Whatever their origin, the temporal and spatial differences in the endometrial ADC values measured in our series (Figs. 2 and 3) are significant enough to deserve attention. In the only published paper concerning the correlation of ADC values to the menstrual cycle (13) the authors correctly stated that the magnitude of the mean intra-individual variation in ADC values over the different phases (0.40–0.60 × 10−3 mm2/s) is not very far from the difference (0.45–0.65 × 10−3 mm2/s) between malignancy and benign lesions or normal endometrium reported in the literature (3–9), this result making the diagnostic use of ADC values problematic, especially as a marker of response to antineoplastic treatment. Although both our methods and our results are largely different from those reported by these authors, we agree with their conclusion, strongly suggesting further analysis of the topic and an attempt to identify the histological causes of the varying ADC values. In the meanwhile, the radiologists should be cautious when directing the management of patients with endometrial disease on the basis of the results of DWI examinations.

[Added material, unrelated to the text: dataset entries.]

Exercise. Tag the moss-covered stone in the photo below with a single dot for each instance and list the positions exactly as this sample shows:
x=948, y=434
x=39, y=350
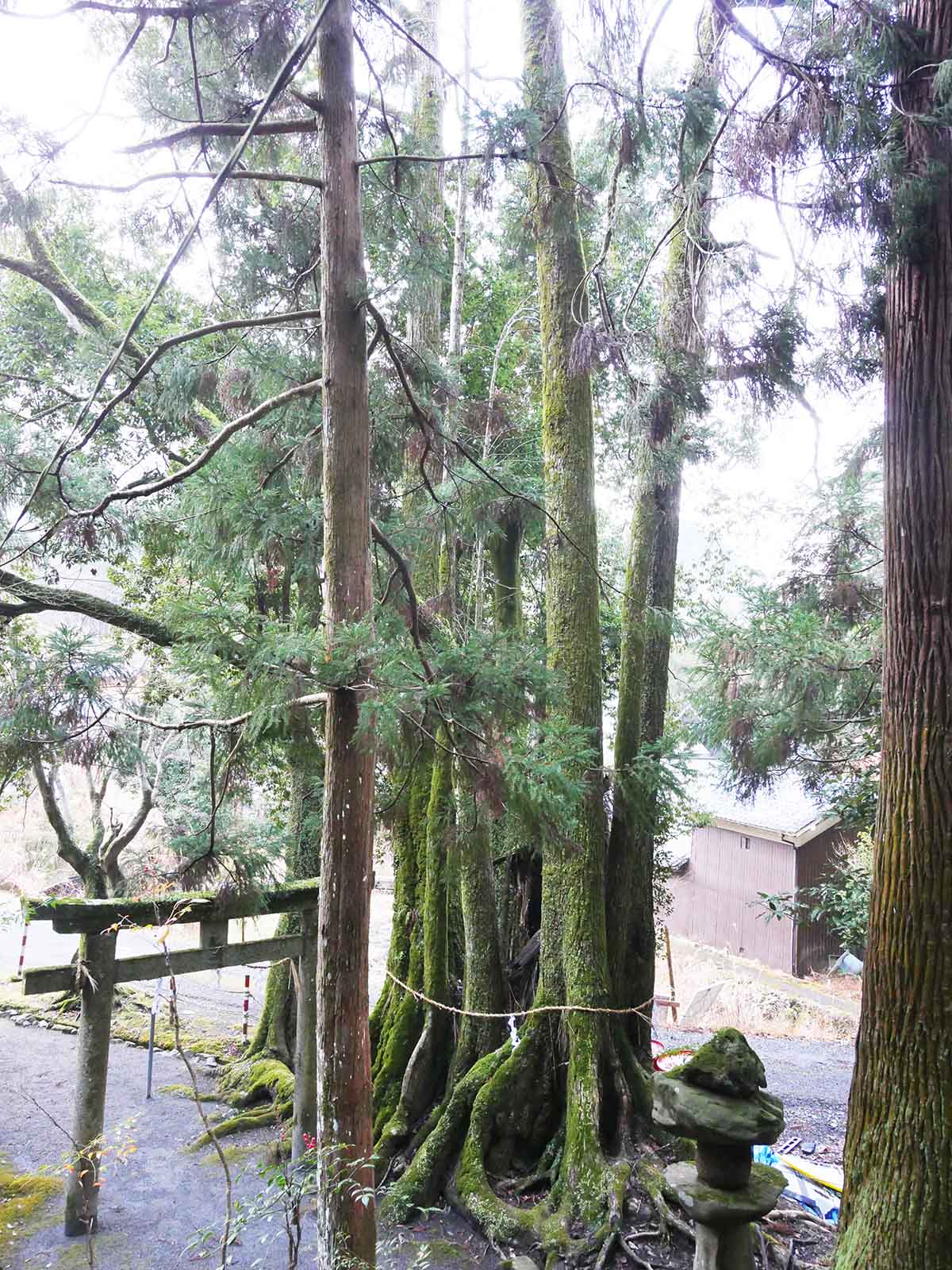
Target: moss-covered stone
x=255, y=1080
x=725, y=1064
x=719, y=1119
x=715, y=1206
x=23, y=1200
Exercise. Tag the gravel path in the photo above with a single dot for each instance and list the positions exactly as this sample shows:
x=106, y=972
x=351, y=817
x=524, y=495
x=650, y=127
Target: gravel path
x=812, y=1077
x=152, y=1206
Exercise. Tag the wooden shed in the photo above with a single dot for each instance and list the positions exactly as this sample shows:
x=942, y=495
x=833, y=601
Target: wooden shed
x=777, y=842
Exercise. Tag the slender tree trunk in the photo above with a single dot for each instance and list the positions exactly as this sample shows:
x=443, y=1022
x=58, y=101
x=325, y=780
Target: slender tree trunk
x=651, y=573
x=276, y=1030
x=896, y=1210
x=574, y=959
x=347, y=1221
x=412, y=1045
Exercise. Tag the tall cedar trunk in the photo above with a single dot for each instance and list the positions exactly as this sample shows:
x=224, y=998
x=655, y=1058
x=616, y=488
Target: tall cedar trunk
x=274, y=1034
x=574, y=956
x=347, y=1225
x=412, y=1043
x=651, y=573
x=535, y=1108
x=896, y=1208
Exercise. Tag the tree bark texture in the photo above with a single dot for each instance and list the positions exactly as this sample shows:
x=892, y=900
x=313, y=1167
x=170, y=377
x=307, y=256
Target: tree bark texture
x=347, y=1225
x=647, y=605
x=97, y=969
x=896, y=1208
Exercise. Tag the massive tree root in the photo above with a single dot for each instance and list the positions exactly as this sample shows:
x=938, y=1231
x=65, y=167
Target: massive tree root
x=254, y=1081
x=526, y=1111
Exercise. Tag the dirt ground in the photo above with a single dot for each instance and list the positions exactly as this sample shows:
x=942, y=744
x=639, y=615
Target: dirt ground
x=155, y=1203
x=164, y=1194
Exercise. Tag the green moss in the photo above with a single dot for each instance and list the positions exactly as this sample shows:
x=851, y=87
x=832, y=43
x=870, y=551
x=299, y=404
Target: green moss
x=725, y=1064
x=254, y=1080
x=235, y=1153
x=186, y=1091
x=651, y=1178
x=23, y=1199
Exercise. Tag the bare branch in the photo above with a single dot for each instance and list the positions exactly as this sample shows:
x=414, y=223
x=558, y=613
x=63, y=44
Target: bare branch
x=245, y=421
x=200, y=131
x=37, y=598
x=240, y=175
x=44, y=270
x=290, y=67
x=67, y=845
x=313, y=698
x=412, y=602
x=135, y=10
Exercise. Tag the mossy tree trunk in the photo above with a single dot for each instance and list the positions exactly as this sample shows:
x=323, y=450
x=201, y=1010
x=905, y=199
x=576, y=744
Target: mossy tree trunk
x=412, y=1045
x=347, y=1219
x=653, y=554
x=276, y=1032
x=899, y=1137
x=565, y=1099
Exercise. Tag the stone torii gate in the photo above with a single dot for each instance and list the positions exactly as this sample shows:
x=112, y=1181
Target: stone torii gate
x=97, y=922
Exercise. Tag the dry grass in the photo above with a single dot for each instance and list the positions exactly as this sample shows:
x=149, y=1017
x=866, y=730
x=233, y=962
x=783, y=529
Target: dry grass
x=753, y=1006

This study has two limitations. The cohort of patients in whom the ADC values were correlated to the phases of the menstrual cycle was relatively small, and a definite DWI-histological correlation enhancing the significance of the results has not been obtained.
In conclusion, the magnitude of the physiological variations in the endometrial ADC values over the different phases of the menstrual cycle and among the different portions of the uterus should be taken into account when interpreting DWI examinations in patients with endometrial disease, especially if therapeutic choices are influenced by the ADC values measured.